In this experiment, phosphoric acid was used instead of sulfuric acid. Either of the two acids can be used as a catalyst to speed up the esterification reaction.
In this experiment the yield can be calculated from the equation below:
% yield = (product mass)/(mass of the raw material used or salicylic acid).
Therefore, %yield = 1.4311/1.9994 x 100%
= 71.58 ± error%
But error = (ymax-ymin)/2 = ±0.25%.
= 71.58 ± 0.25%.
Discussion
In the laboratory, the main objective was to investigate the process of synthesis of aspirin. The experiment used acetic anhydride and salicylic acid to monitor the process. Further, the experiment examined the purification process of aspirin using the melting point method, and later the yield was determined. From the experimental results, the objectives of the experiment were met, indicating that aspirin is a product of the esterification process between salicylic acid and the acetic acid. The purity of the product informed my aforementioned assertion. As such, the purity (melting point of 136.1oC) was found to be approximately equal to the theoretical value (136oC). From the results obtained it can be concluded that the experiment was a near-perfect one with negligible errors. However, the yield (71.58 ± 0.25%.) of the experiment was not perfect, but it was good since the experiment’s objective was to test the effectiveness of the process with respect to quality. Nonetheless, for commercial purposes all the loopholes for product losses ought to be sealed. This would result in a higher yield than what the experiment gave.
The esterification process that yields aspirin is a slow process thus there it was important to incorporate a catalyst in the reaction speed up the reaction. The catalyst action is to lower the activation energy or the energy ‘hill’ to allow the reactions to be executed using less energy. The catalyst used in this experiment is appropriately chosen; the one with the ability to accept lone pair electrons. To this end, phosphoric acid served the purpose perfectly.

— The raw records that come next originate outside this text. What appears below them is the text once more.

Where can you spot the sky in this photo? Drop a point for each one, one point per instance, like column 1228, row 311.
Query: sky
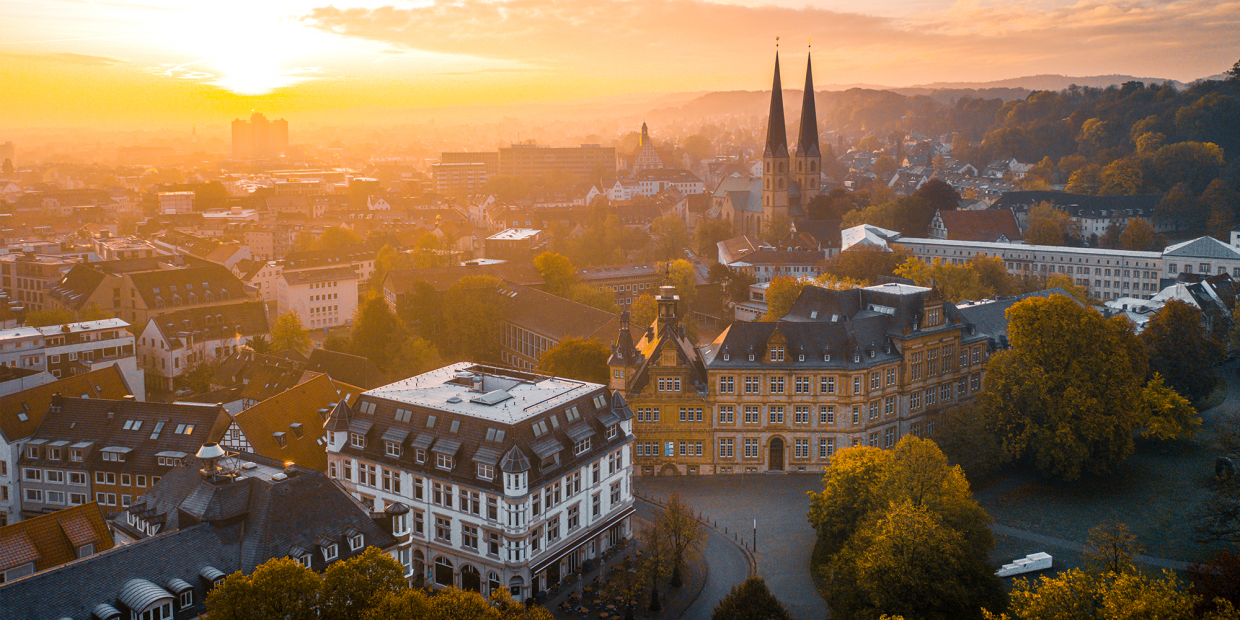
column 124, row 61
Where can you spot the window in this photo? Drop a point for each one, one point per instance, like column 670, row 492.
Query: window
column 827, row 386
column 802, row 414
column 752, row 448
column 753, row 385
column 775, row 414
column 826, row 414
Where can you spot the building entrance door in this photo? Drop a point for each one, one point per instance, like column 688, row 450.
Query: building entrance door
column 776, row 455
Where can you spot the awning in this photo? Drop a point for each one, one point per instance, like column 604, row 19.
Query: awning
column 487, row 455
column 396, row 434
column 559, row 554
column 447, row 445
column 579, row 432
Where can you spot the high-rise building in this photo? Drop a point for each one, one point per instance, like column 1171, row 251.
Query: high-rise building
column 259, row 138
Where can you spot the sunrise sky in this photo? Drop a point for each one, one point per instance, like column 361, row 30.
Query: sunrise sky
column 101, row 61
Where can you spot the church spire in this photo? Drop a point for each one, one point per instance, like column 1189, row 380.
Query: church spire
column 776, row 134
column 807, row 140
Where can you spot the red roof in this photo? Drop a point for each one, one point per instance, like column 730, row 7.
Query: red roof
column 985, row 226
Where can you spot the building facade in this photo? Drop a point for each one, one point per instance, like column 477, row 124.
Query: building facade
column 512, row 480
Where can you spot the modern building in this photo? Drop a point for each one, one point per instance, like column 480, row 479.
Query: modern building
column 27, row 408
column 176, row 342
column 109, row 450
column 259, row 138
column 199, row 526
column 512, row 480
column 843, row 367
column 583, row 163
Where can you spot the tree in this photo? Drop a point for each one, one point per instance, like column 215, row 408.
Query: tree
column 377, row 331
column 1111, row 548
column 683, row 533
column 708, row 234
column 50, row 316
column 577, row 358
column 939, row 195
column 908, row 561
column 750, row 600
column 1137, row 234
column 278, row 588
column 288, row 334
column 1048, row 226
column 358, row 583
column 1067, row 408
column 1181, row 350
column 780, row 295
column 557, row 272
column 670, row 234
column 644, row 310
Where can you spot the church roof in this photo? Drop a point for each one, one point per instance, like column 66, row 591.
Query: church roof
column 776, row 132
column 807, row 140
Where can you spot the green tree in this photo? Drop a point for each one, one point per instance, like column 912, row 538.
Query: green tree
column 1068, row 409
column 278, row 588
column 377, row 332
column 288, row 332
column 750, row 600
column 577, row 358
column 50, row 316
column 352, row 587
column 708, row 234
column 644, row 310
column 1137, row 234
column 1181, row 350
column 780, row 295
column 557, row 273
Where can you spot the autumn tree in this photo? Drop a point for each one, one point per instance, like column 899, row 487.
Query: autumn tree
column 1048, row 226
column 577, row 358
column 1137, row 234
column 278, row 588
column 1181, row 350
column 780, row 295
column 358, row 583
column 750, row 600
column 1067, row 408
column 288, row 332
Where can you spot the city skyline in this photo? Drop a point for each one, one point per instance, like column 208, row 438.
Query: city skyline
column 140, row 62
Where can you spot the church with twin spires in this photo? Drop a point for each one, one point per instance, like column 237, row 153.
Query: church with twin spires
column 790, row 179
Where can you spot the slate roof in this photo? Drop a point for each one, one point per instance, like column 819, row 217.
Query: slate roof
column 32, row 403
column 1202, row 247
column 52, row 540
column 243, row 523
column 986, row 226
column 244, row 319
column 475, row 430
column 102, row 423
column 305, row 404
column 170, row 284
column 350, row 368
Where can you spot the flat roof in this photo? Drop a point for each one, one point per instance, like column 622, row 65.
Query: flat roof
column 515, row 233
column 506, row 396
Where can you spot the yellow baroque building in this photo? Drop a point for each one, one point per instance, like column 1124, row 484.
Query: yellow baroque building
column 843, row 367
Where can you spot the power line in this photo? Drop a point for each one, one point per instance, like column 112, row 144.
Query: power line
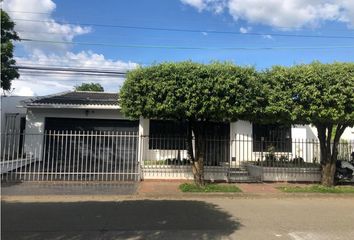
column 278, row 27
column 192, row 48
column 65, row 69
column 192, row 30
column 74, row 74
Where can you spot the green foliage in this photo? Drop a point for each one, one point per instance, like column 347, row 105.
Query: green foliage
column 313, row 93
column 90, row 87
column 8, row 72
column 317, row 189
column 187, row 90
column 190, row 187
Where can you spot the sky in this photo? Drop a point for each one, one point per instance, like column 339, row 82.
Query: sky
column 122, row 35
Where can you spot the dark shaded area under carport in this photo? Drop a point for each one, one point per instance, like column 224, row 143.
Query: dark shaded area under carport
column 140, row 219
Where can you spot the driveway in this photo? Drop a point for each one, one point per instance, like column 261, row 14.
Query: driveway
column 204, row 218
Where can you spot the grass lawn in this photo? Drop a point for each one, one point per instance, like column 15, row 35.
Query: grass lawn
column 316, row 189
column 209, row 187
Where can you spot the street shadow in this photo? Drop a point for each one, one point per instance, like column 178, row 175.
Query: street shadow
column 140, row 219
column 69, row 188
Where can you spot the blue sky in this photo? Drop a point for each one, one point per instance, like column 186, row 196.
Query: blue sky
column 63, row 21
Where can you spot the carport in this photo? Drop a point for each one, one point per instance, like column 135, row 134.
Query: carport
column 79, row 136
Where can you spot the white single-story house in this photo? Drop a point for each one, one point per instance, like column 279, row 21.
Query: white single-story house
column 91, row 111
column 55, row 123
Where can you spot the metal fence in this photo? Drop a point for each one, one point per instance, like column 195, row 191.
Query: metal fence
column 124, row 156
column 70, row 155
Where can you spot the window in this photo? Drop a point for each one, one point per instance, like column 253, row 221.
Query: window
column 276, row 137
column 165, row 134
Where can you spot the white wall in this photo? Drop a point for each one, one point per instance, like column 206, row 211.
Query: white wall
column 10, row 105
column 242, row 144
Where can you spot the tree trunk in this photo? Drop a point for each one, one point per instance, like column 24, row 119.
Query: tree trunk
column 198, row 171
column 198, row 164
column 329, row 151
column 328, row 171
column 196, row 156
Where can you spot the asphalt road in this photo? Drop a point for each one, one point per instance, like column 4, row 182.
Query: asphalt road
column 207, row 218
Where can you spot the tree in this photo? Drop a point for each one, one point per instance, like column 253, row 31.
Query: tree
column 194, row 93
column 318, row 94
column 8, row 71
column 90, row 87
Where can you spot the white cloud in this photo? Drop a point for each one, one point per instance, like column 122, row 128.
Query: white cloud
column 245, row 29
column 216, row 6
column 267, row 36
column 42, row 84
column 283, row 13
column 60, row 55
column 41, row 26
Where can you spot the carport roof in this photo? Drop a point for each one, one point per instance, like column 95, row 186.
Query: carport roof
column 76, row 99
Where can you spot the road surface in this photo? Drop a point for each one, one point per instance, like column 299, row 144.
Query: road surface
column 205, row 218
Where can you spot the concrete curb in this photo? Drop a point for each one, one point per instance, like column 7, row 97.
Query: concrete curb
column 186, row 196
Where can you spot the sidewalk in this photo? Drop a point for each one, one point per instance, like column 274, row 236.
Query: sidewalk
column 148, row 189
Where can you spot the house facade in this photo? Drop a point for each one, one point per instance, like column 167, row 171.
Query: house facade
column 90, row 128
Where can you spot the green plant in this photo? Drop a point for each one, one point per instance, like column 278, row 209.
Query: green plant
column 190, row 187
column 316, row 189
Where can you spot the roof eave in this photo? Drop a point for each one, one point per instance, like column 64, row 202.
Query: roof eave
column 72, row 106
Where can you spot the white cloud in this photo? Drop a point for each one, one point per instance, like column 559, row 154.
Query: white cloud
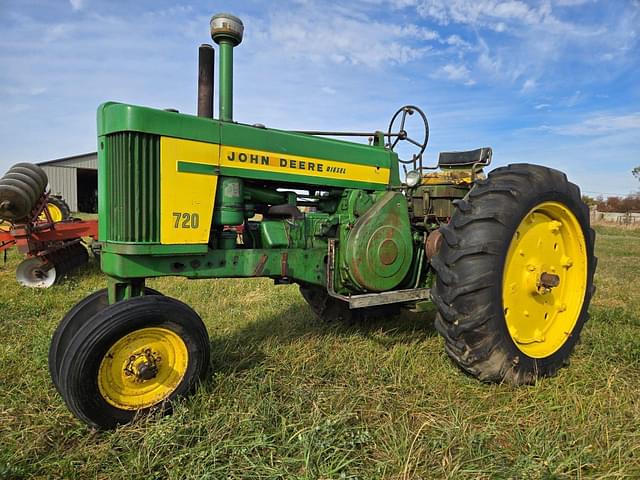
column 77, row 4
column 599, row 124
column 529, row 84
column 457, row 73
column 318, row 35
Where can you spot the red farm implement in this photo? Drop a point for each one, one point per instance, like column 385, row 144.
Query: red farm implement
column 40, row 226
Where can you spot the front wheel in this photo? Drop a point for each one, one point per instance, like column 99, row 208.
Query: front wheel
column 133, row 357
column 515, row 275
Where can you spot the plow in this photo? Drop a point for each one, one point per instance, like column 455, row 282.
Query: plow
column 40, row 226
column 504, row 256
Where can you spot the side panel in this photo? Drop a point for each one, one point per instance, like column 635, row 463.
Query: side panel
column 188, row 181
column 300, row 168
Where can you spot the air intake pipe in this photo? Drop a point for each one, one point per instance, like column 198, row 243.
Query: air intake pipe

The purification of the product could also be confirmed by other methods just to ensure that the experiment was effective with respect to purity. Alternative methods for checking the purity of the product include testing the solubility of the product as well as using infrared spectra. The aforementioned methods are some of the physical tests that can be done to determine the product’s purity. Moreover, there are other chemical methods that include phenol test and potentiometric titration. The physical tests are more reliable since the chance of introducing an extraneous element is minimal.
Importantly, in this experiment the purification of the product was achieved via recrystallization. This method is usually rapid, and the process occurs when the impure material and a solvent that is hot is mixed and then cooled gradually. As the mixture cools, it becomes saturated, forming the crystals of the product. In the process, the impurities are left in the solution.
Conclusion
In a conclusion, the objective of this experiment was met by testing the purity of the end product (136.1oC) that resulted from the process. The percentage yield was also established to be 71.58 ± 0.25%.
References
Jeffreys, D. (2005). Aspirin: The remarkable story of a wonder drug. London: Idea Group Publishing.
McMurry, R.S. (2008). Organic Chemistry. New York, NY: Norton & Company.
Pavia, D. L. (2005). Introduction to organic laboratory techniques: A small-scale approach. London: Sage Publications.